Maintain BUY; Target Price SGD3.80

  • CapitaLand is acquiring 16 multi-family properties in the US. This is a new asset class for the group and is part of its pursuit of new businesses and income streams.
  • We see the acquisition as a relatively low-risk proposition with stable income that could be enhanced with active management.
  • We keep forecasts unchanged pending deal completion. Maintain BUY and SGD3.80 Target Price, at a 30% discount to RNAV.

Putting a Billion Dollars to Work

Acquired for USD835m or SGD1.14b, these suburban Class B properties are located in Seattle, Portland, Greater Los Angeles and Denver. The acquisition price is in line with CBRE’s valuation of SGD845m. They have a total of 3,787 units with average occupancy of over 90%. Leases are typically signed for one year with 50-60% retention rates. Average length of stay is two years.

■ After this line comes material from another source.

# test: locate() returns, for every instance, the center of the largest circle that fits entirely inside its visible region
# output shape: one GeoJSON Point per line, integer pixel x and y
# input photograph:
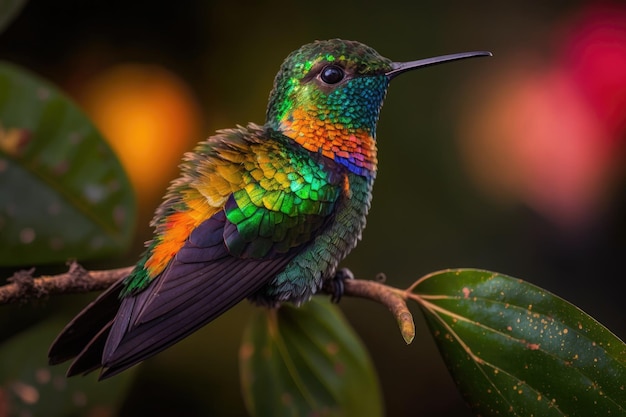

CapitaLand expects to continue investing in the deep multi-family market in the US worth over USD3.3t and sees potential for a separate spinoff in the future.

Accretion From Positive Carry & Enhancements

  • Management guides that the portfolio has cap rates that are close to market levels of 5.0-5.5%
  • While property yields have a small spread over its 4% funding cost, management sees the potential for rental uplifts with asset enhancement. It expects to spend about USD50m over the next 2-3 years on enhancement.
  • Overall, it sees 1.4% EPS accretion, based on 2017 pro-forma earnings. Prospective returns are expected to track historical levels of close to 10% pa.

Initial Remarks From New CEO

Separately, newly-appointed CEO Mr Lee Chee Koon addressed the sell-side community for the first time. He flagged three focuses for the group.

  • Firstly, he aims to step up capital recycling to enhance returns. Various recently completed projects are potential candidates.
  • Secondly, he wants to increase its development pipeline and work towards a 20:80 split between trading and investment properties.
  • Lastly, he aims to lift fee income.

Swing Factors 

Upside 

  • Strong rebound in China and Singapore home sales. 
  • Monetisation of assets via a sale to its funds under management or third parties. 
  • Higher market value of its listed REITs. 

Downside 

  • Overpaying for assets or land. 
  • Poor execution of development projects. 
  • Sharp increase in interest rates could hit demand for properties and drive down asset prices.